Shu notes there is a definite push and pull of financial opening followed by the government’s doubts about the opening, leading to constant swings in policy. She points to exchange rates to illustrate this idea. When the yuan declined recently, for example, the People’s Bank of China (PBOC) implemented a number of tools reminiscent of a time when it had much more stringent control, including stronger daily fixing rates, regulatory measures and window guidance.
“This helped the yuan, but with a slowing economy, potential trade war and generally negative sentiment about emerging markets, the downward pressure is likely to persist,” Shu says. “In other words, the PBOC may need to keep using this old playbook, which means its longer-term goal of capital account liberalization will get pushed to the back burner.”
Local perspective
While leadership has been making pro-growth changes since last June, macro data indicates the impact hasn’t yet arrived. Anecdotal evidence suggests the same — that private companies aren’t feeling much support from new policies yet. After a two-week trip to Beijing and Shanghai, Shu notes that private companies seem starved of funding and sentiment is weak.
“There’s a big risk that tight liquidity and poor sentiment deter private investment, dragging down growth and worsening the mix,” she says. “Tackling those challenges is crucial to re-energizing the private sector. The payoff would be stronger growth and a recovery that’s more balanced, with less reliance on government-led infrastructure spending and associated debt.”
During her trip, Shu encountered small and medium-sized private companies under stress due to tight liquidity in both traditional segments, such as footwear, as well as new ones, such as medical services. Cut off by trust companies, these firms are having real trouble finding alternative sources of funding. More to the point, assets in the shadow banking sector declined by 3 trillion yuan from a peak at the start of 2018, pain that is felt primarily by smaller private firms — a fact that is spreading pessimism across the private sector according to the firms Shu spoke with.
Looking ahead
This is not to say that 2019 lacks opportunity. Shu feels positive about the Chinese insurance sector heading into 2019, along with construction, construction materials, transportation and related companies, because the government will likely continue to support infrastructure projects. Technology companies are another potential bright spot, including manufacturers as well as those developing new applications, such as AI in entertainment.

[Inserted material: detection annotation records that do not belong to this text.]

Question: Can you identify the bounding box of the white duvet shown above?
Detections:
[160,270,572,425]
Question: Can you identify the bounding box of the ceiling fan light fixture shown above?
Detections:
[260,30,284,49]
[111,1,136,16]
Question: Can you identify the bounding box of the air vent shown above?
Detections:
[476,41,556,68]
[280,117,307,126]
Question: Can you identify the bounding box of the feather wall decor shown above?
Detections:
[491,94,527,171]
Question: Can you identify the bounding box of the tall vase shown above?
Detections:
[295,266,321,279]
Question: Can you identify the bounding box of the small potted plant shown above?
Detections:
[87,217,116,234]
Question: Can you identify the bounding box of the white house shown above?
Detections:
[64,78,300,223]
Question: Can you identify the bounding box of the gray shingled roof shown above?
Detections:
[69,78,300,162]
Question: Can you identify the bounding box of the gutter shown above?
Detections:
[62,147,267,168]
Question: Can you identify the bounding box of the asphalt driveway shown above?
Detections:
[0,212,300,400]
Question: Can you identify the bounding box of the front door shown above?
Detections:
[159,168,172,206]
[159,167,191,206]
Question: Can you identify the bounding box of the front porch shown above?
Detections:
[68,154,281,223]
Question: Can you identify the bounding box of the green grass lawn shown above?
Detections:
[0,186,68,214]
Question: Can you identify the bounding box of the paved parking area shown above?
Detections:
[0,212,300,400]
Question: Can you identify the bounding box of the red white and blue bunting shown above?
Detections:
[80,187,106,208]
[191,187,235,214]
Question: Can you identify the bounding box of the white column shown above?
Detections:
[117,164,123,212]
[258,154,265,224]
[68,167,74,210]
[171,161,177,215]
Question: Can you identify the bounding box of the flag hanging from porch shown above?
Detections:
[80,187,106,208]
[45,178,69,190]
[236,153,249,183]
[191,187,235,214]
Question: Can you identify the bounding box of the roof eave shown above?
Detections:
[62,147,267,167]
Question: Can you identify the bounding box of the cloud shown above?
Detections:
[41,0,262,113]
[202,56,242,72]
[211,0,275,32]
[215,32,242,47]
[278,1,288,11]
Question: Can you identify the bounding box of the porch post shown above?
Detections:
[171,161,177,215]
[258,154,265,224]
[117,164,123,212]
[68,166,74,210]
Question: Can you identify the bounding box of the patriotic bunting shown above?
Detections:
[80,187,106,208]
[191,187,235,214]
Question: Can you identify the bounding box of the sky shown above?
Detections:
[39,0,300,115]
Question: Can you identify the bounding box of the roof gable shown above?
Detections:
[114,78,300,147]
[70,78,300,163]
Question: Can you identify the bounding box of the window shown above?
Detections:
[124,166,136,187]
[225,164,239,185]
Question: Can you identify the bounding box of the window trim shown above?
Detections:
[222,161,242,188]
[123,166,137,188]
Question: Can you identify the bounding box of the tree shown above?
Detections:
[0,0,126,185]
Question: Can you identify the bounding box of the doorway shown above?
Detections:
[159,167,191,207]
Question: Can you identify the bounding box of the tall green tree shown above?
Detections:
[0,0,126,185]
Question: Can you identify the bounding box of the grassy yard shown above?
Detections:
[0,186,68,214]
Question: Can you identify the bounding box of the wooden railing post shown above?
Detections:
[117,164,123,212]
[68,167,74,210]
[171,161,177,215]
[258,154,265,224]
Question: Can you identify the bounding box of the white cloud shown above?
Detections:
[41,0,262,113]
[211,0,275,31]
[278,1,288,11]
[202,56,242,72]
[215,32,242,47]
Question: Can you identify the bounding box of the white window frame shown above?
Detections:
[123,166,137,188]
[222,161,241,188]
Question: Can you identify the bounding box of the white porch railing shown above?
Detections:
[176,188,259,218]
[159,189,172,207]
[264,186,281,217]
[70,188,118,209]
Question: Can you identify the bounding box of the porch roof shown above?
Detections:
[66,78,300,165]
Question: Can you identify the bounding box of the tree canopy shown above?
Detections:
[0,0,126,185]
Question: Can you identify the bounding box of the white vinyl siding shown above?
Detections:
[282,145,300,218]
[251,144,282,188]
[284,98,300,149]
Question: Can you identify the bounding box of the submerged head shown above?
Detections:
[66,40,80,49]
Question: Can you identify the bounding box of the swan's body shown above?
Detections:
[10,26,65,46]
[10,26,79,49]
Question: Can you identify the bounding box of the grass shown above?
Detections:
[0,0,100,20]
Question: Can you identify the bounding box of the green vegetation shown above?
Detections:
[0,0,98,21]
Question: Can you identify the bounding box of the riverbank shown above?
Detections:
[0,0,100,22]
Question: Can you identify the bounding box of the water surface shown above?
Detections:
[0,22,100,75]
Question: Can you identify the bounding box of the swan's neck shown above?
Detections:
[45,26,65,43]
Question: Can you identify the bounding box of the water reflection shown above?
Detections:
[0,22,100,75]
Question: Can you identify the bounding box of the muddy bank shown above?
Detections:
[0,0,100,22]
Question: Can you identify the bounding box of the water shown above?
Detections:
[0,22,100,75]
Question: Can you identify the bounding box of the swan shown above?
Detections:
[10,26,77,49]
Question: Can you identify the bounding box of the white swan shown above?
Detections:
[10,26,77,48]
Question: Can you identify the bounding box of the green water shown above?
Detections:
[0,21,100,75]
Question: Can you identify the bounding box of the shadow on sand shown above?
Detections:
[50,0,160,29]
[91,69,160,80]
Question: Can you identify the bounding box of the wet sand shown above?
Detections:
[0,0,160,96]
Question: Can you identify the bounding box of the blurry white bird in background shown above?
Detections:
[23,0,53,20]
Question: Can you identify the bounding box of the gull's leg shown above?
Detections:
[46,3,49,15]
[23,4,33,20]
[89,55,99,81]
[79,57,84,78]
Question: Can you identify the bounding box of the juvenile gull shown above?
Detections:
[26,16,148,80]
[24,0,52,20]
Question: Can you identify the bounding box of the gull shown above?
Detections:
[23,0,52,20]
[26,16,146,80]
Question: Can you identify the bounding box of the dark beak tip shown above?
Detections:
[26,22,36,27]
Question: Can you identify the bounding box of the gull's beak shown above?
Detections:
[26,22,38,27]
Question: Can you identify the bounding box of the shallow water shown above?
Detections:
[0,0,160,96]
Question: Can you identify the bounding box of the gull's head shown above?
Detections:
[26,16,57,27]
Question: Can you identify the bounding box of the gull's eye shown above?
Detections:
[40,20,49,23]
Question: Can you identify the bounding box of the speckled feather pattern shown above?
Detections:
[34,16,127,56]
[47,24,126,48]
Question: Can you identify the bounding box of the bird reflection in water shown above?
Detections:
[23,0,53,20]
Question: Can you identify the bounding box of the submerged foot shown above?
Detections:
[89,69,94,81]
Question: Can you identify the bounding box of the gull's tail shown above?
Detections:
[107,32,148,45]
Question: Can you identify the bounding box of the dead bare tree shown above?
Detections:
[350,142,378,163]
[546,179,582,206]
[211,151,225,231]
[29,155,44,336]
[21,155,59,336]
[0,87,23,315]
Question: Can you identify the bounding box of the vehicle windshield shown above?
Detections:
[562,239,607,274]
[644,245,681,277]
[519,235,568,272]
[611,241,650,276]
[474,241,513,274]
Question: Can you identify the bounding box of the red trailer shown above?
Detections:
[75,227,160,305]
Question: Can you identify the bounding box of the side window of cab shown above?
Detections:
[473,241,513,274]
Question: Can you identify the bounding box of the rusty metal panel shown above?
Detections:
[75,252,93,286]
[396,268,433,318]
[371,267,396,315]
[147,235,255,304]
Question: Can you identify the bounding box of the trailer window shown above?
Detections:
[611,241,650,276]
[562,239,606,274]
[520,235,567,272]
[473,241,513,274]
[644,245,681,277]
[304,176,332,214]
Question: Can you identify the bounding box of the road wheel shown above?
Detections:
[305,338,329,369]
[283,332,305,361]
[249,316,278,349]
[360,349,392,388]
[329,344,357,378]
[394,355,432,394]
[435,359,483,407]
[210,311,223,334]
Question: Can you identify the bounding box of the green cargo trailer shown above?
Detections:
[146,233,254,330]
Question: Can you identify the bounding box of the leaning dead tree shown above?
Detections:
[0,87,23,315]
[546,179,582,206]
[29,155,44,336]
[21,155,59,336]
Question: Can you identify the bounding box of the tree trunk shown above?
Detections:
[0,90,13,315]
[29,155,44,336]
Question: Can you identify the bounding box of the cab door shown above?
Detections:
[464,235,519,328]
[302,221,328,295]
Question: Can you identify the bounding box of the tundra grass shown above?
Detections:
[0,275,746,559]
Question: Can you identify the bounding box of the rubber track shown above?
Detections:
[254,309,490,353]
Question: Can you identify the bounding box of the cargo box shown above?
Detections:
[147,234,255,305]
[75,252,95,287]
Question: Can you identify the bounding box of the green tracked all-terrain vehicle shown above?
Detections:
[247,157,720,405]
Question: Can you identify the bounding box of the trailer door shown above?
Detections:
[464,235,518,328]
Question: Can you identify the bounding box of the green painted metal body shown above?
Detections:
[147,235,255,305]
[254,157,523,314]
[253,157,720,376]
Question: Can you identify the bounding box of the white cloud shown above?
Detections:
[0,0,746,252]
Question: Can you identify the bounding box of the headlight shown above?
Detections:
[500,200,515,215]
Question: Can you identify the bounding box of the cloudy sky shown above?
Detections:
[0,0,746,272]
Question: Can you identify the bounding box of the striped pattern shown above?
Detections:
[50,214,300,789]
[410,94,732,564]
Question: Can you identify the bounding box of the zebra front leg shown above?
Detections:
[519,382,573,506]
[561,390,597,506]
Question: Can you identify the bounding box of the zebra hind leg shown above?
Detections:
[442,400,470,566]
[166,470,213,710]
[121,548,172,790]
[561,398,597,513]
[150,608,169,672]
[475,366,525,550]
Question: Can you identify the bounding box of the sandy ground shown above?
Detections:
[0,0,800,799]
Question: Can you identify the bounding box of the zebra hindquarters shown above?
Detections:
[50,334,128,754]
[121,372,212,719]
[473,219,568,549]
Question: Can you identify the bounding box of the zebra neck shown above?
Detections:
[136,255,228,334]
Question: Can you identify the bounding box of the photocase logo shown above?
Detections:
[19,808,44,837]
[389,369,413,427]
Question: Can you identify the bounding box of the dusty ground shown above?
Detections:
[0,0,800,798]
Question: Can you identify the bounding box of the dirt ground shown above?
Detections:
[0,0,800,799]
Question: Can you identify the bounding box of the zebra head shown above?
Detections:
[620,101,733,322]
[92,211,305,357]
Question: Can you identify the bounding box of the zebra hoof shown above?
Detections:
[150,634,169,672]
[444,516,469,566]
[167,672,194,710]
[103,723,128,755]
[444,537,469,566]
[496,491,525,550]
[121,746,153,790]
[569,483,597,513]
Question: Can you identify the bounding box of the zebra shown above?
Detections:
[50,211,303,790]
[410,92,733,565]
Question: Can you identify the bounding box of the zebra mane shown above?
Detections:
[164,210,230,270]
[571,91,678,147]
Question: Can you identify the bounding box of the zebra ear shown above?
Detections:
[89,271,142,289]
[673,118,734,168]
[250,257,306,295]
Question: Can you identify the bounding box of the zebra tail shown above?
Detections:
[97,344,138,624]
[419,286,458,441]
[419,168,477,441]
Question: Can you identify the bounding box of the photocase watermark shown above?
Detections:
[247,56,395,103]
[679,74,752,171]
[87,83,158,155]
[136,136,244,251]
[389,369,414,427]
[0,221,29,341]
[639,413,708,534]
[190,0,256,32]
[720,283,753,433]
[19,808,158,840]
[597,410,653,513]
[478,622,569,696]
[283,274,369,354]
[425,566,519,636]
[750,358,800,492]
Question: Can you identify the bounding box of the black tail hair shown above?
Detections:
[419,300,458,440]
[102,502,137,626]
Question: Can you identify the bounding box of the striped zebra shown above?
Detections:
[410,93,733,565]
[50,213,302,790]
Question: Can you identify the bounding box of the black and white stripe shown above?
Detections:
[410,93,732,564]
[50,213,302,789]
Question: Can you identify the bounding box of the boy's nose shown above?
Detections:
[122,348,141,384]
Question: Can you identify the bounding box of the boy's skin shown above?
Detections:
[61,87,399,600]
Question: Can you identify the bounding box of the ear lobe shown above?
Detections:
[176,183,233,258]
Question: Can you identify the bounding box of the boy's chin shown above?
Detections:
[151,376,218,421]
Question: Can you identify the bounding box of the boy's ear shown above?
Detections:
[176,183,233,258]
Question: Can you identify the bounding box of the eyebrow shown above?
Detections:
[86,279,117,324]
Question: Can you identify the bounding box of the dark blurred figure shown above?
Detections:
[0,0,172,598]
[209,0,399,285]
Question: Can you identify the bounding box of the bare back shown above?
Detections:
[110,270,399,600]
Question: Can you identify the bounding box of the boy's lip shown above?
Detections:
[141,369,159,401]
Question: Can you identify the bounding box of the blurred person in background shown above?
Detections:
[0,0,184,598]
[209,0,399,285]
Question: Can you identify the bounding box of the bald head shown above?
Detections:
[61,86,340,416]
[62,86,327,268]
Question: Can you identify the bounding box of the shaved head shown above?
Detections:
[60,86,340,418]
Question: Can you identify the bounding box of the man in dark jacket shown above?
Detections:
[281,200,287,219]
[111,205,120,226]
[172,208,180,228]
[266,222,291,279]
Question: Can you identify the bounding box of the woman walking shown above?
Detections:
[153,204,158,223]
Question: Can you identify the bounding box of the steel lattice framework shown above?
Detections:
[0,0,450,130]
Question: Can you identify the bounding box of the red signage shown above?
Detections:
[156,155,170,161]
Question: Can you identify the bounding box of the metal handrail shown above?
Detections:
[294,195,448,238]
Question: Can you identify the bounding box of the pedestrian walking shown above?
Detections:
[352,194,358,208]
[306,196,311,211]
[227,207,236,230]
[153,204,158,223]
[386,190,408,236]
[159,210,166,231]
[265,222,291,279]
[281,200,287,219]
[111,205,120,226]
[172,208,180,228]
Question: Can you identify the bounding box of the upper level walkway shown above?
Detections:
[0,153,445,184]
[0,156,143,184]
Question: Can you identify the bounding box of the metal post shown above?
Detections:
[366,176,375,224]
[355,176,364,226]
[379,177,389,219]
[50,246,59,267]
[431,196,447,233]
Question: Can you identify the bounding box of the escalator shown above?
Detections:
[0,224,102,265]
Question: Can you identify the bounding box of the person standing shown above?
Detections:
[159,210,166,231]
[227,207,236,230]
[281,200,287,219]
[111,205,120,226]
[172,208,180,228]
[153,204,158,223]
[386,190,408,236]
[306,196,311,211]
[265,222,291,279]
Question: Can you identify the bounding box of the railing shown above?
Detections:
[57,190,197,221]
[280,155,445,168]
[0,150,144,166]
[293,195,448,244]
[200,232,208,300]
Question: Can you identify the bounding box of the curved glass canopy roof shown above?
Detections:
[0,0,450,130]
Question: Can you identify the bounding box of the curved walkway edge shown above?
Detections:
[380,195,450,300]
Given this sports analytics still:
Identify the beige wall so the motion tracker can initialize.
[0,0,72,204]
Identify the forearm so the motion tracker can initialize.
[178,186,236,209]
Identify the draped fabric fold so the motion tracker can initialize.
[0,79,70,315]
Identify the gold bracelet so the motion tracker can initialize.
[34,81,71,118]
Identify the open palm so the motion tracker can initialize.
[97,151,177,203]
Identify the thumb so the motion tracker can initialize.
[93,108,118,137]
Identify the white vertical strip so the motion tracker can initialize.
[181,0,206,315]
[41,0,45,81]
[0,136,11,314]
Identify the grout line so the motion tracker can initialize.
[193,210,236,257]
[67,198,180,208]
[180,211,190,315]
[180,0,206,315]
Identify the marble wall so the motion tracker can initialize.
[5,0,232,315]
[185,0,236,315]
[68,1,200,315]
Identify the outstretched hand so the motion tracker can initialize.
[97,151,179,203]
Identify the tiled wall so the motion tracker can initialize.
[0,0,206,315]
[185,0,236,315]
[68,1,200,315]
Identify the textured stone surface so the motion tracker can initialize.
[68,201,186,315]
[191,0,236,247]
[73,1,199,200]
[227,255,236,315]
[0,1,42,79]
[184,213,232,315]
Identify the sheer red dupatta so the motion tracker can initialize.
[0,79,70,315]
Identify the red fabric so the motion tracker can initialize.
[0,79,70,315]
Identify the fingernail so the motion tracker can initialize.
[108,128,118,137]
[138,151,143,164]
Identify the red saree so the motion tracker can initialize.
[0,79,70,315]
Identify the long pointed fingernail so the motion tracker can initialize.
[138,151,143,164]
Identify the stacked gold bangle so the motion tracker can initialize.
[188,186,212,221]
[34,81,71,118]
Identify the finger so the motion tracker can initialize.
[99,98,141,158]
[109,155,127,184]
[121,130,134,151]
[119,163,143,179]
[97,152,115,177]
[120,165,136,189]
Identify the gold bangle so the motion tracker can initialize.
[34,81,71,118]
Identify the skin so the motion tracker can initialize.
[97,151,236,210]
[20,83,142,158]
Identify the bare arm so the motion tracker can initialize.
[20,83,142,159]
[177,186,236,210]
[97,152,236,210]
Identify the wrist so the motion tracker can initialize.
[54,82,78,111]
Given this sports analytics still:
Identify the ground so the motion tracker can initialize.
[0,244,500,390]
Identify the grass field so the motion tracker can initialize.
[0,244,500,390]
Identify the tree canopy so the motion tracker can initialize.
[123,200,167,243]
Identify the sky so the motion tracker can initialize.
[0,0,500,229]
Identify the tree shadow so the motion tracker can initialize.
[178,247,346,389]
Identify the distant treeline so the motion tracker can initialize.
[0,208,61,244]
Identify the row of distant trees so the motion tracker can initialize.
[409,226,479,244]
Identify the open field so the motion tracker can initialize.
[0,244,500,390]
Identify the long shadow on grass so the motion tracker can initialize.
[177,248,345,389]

“Overall, there are positive developments in China,” Shu says. “The more the equity and bond markets grow, the more the country opens to global investors, the more promise there is for more efficient allocation of capital. But there is still a long road ahead.”
Looking even further ahead than 2019, Shu and her team at Bloomberg Economics estimate that Chinese stocks held by foreign investors could grow six times by 2025, and bonds close to 16 times.
“These estimates reflect forecasts for what China could achieve if reform and opening stay on track and there’s no significant setback in growth,” she says. “Critical to this success is a consistent approach that alleviates fears of sudden policy reversals.”